|Dev: Paradox Interactive|
|Pub: Paradox Interactive|
|Release: February 14, 2012|
|Screen Resolution: 480p-1080p||Alcohol Reference, Mild Language, Mild Violence, Sexual Themes|
by Robert VerBruggen
Crusader Kings II occupies an interesting place in Paradox Interactive's catalog of strategy games. As you might have guessed by the title, it's primarily intended as a successor to 2004's Crusader Kings—a well-received title that put players in control of a European dynasty in the era of the Crusades. It's also, however, a follow-up to last year's Sengoku, which was set in Japan's Warring States period.
While Crusader Kings II is a dramatic update of the original Crusader Kings—it covers the same time period, but includes many more features and upgraded graphics—it looks and feels like an expansion pack to Sengoku. The map, history, and cultural practices of Europe have been subbed in for those of Japan, but otherwise the game gives a sense of déjà vu. That's not necessarily a bad thing, but it's something to bear in mind if you already own Sengoku.
If you're not familiar with the way Paradox has been making strategy games lately, here's a quick primer. For each game, the developer meticulously researches a location and period of history—in this case, again, it's medieval Europe—and models it. This means that many of the characters you'll encounter are real historical figures; in fact, you can often click a link to read their biographies on Wikipedia. Various historical forces, from the power and motivations of various rulers to the influence of the Pope, are also present, though by playing well you can change history. And you can play as a wide variety of leaders, who face a wide variety of situations—you might be able to navigate your challenges easily, or you might have to work your way up from a tiny territory to bigger things. Since each game you play can be completely different than the last, the replay possibilities are endless.
And even beyond that, Paradox titles are no ordinary strategy games. The strategy genre typically focuses on war, with diplomacy as an afterthought or, at best, a secondary option. For Paradox, however, the entire point of your existence as a ruler is to manage your relationships by picking options from a menu—in a weird way, Crusader Kings II is almost more like The Sims than it's like Total War or Civilization.

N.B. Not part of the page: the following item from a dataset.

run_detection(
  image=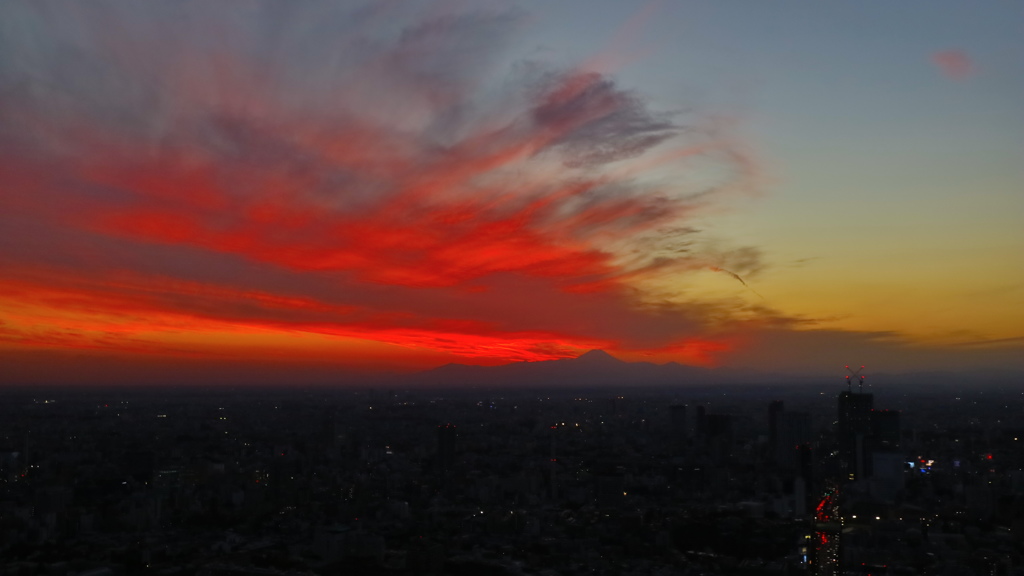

You need to choose the right people to handle your armies and administrative tasks. You need to deftly manage requests from other leaders. You need to keep the religious authorities happy—or else overthrow them. You have to decide how to handle dissent within your own territory. When important people become frustrated with you, you can try to appease them, or you can simply have them killed (with the risk that your involvement will be uncovered). You can also engage in various plots to undermine enemy nations. Most important, you need to make sure you marry and have children who can serve as your heirs—if your character dies and you have no heir, the game is over.
Even when you do go to war, you don't just click on your army, click the enemy, and then watch your soldiers slaughter the bastards. No, if you're going to fight another country in Crusader Kings II, you need a reason, or casus belli. The reason might be offered to you on a platter—maybe they're occupying territory that rightfully belongs to you, or maybe they're a Muslim or pagan nation that the Pope has targeted for a crusade. But otherwise, you'll need to send a spy to the country to stir up trouble so you have an excuse to attack.
When war happens, it's nothing special, though the developers have made some improvements since their previous games. You raise armies with various types of units and direct them to move around the map, as you do in any other strategy game. And, new to CKII, your armies are divided into three "flanks," and you can assign them to use different tactics in battle—how your flanks match up to your opponents' will help determine which side wins.
Further, unlike in many strategy games that run in real time, you won't have to master the art of super-fast clicking to win battles; you can simply pause the game, enter as many commands as you like, and then unpause. Also, all fighting takes place on the world map. There's no Total War-style switch to a more detailed view that would allow you to outwit the enemy on the battlefield.